Did you pick up a sandwich for lunch yesterday, eat only half and now find the bread too soggy to consume? The other ingredients are still tasty wrapped in a tortilla or added to an omelet.
Get creative — try some fusion meals. For example, leftover Spanish rice makes an interesting alternative to fried rice if you also have moo goo gai pan that won’t last another day.
Back in the day, before there was a grocery store nearly every square mile, people had to preserve their crops in various ways. Canning can store plant-based foods, but learning the ropes takes some savvy — and you might need a pressure canner for foods with a pH less than or equal to 4.6.
However, you can reduce this workload by transforming leftovers into various sauces that you can freeze for six months. For example, you can mix a simple veloute to keep in your freezer, reconstituting it with butter and adding leftover rotisserie chicken and vegetables for a quick enchilada filling.
Tomato sauces offer nearly endless possibilities — use them as bases for soups and chili. You can also expand your child’s vegetable intake by shredding leftover carrots and kale to add to the pot.
Another way to use up your leftovers is to make soup. You don’t even need a recipe — just broth and spices.
A further way to reduce food waste is making broth with meat drippings to freeze for this purpose. For example, did you decide to fry some turkey burgers on the stovetop instead of the grill during inclement weather? Use those drippings to make a savory broth to serve as a base for future stews.
Eggs offer unparalleled flexibility.

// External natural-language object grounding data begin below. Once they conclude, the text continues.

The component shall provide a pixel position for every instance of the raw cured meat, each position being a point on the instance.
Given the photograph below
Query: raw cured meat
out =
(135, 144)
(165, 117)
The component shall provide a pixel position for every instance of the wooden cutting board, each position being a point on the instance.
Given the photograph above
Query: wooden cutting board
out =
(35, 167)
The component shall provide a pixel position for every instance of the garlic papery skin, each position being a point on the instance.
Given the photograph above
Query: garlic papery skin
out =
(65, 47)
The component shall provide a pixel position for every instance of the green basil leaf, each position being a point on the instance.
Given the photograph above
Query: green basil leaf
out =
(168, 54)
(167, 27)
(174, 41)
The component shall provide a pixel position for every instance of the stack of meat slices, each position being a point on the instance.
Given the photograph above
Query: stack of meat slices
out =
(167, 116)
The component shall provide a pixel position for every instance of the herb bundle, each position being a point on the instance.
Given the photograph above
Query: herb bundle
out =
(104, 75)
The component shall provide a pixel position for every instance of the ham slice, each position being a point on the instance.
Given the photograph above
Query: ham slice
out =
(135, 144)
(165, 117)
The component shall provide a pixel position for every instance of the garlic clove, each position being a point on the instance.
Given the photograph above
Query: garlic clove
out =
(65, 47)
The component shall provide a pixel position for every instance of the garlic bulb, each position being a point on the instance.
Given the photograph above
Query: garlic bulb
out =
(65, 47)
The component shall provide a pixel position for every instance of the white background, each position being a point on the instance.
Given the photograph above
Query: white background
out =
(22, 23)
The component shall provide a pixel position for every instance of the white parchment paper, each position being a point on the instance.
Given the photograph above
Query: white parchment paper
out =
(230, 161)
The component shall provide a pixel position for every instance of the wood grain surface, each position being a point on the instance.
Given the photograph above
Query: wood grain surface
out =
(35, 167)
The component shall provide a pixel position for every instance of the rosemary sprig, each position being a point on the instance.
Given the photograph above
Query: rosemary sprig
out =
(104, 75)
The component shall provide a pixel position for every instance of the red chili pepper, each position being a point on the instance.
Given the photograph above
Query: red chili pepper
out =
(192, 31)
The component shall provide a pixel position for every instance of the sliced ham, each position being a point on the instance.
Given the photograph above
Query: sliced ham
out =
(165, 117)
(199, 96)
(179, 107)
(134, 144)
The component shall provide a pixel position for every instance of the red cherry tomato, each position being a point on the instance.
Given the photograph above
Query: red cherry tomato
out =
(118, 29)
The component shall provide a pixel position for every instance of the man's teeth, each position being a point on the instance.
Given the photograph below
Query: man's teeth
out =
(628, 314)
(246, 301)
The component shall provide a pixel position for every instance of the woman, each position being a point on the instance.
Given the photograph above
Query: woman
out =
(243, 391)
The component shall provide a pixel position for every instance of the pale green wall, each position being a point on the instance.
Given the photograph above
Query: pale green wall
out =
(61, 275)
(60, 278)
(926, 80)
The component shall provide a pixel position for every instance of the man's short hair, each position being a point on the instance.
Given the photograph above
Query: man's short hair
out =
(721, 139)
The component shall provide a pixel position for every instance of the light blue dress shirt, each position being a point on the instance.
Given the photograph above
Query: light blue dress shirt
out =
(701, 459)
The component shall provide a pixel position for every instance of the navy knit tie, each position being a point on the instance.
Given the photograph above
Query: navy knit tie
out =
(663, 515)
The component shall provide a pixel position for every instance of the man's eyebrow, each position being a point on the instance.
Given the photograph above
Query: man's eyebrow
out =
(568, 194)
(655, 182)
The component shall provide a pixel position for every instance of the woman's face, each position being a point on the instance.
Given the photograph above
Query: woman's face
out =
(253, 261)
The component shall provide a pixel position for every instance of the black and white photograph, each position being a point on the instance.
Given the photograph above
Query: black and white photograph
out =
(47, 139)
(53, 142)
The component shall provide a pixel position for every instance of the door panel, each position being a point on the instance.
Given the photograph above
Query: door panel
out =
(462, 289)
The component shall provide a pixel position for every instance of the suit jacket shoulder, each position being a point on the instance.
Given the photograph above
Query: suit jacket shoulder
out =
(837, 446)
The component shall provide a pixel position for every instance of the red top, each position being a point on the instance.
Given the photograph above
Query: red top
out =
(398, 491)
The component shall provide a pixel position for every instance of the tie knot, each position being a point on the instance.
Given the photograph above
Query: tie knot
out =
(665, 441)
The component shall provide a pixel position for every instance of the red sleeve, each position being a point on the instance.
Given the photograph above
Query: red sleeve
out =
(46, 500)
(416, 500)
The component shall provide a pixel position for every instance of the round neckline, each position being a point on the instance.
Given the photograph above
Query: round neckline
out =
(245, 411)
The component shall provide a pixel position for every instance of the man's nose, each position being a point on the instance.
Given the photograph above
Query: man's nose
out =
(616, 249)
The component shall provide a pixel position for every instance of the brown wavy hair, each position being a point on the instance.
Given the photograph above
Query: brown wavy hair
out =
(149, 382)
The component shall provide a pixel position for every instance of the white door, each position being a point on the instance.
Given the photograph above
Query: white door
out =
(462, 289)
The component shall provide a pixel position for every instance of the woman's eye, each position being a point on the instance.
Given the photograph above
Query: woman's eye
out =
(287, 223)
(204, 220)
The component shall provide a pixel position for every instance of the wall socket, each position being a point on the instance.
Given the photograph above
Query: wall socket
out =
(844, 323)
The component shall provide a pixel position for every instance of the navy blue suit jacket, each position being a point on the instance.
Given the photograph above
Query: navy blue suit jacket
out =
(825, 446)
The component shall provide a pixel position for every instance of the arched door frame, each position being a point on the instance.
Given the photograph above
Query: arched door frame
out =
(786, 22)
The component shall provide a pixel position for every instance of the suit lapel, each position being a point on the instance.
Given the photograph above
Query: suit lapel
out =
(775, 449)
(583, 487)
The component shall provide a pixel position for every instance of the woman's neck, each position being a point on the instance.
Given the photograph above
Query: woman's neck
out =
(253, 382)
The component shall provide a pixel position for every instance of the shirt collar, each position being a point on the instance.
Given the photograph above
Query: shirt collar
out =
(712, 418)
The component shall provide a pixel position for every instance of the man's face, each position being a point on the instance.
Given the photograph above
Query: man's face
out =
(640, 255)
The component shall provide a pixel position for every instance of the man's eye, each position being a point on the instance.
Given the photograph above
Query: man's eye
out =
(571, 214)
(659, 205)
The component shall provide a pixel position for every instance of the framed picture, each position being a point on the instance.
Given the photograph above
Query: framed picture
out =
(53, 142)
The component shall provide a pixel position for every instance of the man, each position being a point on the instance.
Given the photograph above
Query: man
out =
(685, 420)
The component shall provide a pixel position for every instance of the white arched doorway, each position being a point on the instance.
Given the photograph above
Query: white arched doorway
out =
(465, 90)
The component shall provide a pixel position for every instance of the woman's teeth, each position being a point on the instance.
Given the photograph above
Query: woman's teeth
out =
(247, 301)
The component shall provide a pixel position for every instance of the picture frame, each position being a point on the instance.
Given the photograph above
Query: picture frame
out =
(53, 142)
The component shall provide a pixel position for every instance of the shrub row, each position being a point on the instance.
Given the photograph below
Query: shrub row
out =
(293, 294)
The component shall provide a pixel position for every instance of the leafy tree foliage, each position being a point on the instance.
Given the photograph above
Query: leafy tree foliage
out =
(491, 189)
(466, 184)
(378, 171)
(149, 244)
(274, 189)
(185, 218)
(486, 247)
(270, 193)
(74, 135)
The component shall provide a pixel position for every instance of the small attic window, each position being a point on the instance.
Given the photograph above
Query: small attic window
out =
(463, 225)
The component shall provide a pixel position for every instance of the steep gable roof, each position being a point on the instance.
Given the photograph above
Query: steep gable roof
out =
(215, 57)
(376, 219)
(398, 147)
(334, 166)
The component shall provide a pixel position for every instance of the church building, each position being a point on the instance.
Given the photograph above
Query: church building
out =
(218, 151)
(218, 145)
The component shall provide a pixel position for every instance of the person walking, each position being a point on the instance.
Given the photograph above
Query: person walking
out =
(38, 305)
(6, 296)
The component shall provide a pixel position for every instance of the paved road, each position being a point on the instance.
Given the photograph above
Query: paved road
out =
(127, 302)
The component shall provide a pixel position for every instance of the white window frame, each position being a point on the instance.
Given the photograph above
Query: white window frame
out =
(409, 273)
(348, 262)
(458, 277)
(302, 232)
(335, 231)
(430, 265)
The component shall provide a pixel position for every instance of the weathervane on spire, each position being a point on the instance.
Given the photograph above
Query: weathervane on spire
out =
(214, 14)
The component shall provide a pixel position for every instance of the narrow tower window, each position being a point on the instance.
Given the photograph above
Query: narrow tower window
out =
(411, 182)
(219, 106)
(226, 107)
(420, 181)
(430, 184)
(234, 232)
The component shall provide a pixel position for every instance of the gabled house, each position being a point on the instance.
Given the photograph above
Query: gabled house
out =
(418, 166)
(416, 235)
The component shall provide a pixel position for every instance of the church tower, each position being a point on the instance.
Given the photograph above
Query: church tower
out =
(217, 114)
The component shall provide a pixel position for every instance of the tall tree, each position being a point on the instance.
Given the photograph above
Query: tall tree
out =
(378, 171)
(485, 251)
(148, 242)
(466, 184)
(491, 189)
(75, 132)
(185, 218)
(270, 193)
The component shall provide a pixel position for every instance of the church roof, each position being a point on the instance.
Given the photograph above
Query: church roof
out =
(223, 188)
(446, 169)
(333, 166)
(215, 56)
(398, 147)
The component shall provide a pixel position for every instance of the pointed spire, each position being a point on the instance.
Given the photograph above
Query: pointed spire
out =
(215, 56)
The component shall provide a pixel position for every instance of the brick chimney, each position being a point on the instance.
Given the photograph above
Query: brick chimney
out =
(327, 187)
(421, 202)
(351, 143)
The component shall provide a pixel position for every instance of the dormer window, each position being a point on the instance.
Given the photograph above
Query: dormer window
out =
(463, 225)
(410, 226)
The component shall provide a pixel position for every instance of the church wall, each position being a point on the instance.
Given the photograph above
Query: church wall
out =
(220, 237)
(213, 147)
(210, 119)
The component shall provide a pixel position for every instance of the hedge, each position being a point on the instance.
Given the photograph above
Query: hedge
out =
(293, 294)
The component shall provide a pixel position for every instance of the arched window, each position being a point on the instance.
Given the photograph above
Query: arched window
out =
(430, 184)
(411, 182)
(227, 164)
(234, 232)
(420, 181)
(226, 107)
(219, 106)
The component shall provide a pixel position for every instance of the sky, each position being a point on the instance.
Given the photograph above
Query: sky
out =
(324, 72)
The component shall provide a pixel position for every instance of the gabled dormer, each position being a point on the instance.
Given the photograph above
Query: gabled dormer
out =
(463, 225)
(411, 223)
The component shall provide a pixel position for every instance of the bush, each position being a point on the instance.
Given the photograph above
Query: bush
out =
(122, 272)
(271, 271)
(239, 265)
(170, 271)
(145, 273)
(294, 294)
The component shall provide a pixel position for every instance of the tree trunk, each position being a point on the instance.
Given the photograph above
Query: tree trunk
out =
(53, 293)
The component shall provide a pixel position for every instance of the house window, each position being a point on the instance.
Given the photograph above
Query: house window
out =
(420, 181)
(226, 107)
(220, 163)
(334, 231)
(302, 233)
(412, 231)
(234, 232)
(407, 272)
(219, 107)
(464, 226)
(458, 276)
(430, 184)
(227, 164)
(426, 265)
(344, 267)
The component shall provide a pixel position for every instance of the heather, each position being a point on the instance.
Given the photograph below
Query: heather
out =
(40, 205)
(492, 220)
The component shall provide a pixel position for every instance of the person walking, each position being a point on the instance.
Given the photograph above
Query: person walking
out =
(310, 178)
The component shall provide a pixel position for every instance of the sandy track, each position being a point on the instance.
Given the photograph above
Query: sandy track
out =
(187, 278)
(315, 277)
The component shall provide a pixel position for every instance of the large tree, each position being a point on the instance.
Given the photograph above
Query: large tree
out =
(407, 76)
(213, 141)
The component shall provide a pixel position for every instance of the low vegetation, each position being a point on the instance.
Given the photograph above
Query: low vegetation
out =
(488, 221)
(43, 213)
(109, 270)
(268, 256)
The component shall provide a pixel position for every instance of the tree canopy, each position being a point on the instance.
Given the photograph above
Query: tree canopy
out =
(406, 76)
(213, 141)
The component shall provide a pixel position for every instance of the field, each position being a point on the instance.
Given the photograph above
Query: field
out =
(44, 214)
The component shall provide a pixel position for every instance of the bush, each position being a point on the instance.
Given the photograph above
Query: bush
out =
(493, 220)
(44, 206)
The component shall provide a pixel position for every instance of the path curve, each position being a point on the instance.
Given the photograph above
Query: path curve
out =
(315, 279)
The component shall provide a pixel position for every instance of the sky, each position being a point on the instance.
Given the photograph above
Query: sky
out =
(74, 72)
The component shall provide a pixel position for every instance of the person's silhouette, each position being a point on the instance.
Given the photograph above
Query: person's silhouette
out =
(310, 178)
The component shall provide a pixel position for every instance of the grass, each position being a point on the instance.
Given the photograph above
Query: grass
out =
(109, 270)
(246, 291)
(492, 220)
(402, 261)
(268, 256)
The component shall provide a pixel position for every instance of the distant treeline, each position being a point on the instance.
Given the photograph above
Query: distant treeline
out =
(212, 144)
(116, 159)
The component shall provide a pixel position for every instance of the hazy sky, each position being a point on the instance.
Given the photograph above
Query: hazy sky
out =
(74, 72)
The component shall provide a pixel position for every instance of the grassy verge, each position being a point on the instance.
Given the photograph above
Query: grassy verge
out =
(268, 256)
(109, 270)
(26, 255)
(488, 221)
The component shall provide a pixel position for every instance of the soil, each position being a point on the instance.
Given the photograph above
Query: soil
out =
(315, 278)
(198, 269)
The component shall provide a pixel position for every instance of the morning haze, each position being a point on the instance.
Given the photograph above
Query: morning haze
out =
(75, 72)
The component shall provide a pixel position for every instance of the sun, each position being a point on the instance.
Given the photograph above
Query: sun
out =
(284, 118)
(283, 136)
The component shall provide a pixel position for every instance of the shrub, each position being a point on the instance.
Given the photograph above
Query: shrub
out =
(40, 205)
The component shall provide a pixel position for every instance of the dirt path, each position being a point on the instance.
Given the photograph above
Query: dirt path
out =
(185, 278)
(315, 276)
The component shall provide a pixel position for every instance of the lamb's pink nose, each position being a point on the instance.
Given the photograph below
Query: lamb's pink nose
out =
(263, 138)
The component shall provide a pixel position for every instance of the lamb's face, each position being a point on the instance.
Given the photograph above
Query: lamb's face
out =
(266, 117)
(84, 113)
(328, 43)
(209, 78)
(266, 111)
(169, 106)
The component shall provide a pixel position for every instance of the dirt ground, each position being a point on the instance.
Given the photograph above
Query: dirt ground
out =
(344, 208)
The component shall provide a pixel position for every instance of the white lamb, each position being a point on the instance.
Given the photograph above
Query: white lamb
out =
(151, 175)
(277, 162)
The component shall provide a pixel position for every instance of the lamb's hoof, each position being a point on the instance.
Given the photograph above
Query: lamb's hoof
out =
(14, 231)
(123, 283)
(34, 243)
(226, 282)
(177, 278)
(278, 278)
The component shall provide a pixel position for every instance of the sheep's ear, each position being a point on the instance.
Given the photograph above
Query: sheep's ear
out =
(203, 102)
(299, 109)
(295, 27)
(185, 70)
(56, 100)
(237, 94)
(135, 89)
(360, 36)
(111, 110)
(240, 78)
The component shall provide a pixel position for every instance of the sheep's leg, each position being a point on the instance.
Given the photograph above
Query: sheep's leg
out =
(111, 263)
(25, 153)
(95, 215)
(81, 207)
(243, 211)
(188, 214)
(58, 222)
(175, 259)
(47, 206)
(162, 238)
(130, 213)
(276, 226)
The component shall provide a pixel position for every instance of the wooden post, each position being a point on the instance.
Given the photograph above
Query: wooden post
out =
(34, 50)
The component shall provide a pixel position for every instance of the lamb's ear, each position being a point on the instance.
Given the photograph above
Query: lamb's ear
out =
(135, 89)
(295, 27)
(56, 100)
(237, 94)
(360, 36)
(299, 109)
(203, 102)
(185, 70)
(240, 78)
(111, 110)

Nearly any other ingredient can make an interesting omelet — some restaurants feature over 100 varieties on their menu.
You can even create a Sunday brunch omelet bar from leftovers. Before heading to the market, pull out those items about to turn with some eggs and butter. Have each family member take a turn at the griddle or select their ingredients.
Food waste contributes to considerable emissions. Reducing the amount you toss in the rubbish every week decreases your carbon footprint.
Try these five creative ways to reuse extra food and avoid waste. You’ll save money at the grocer’s and do your part to preserve the planet.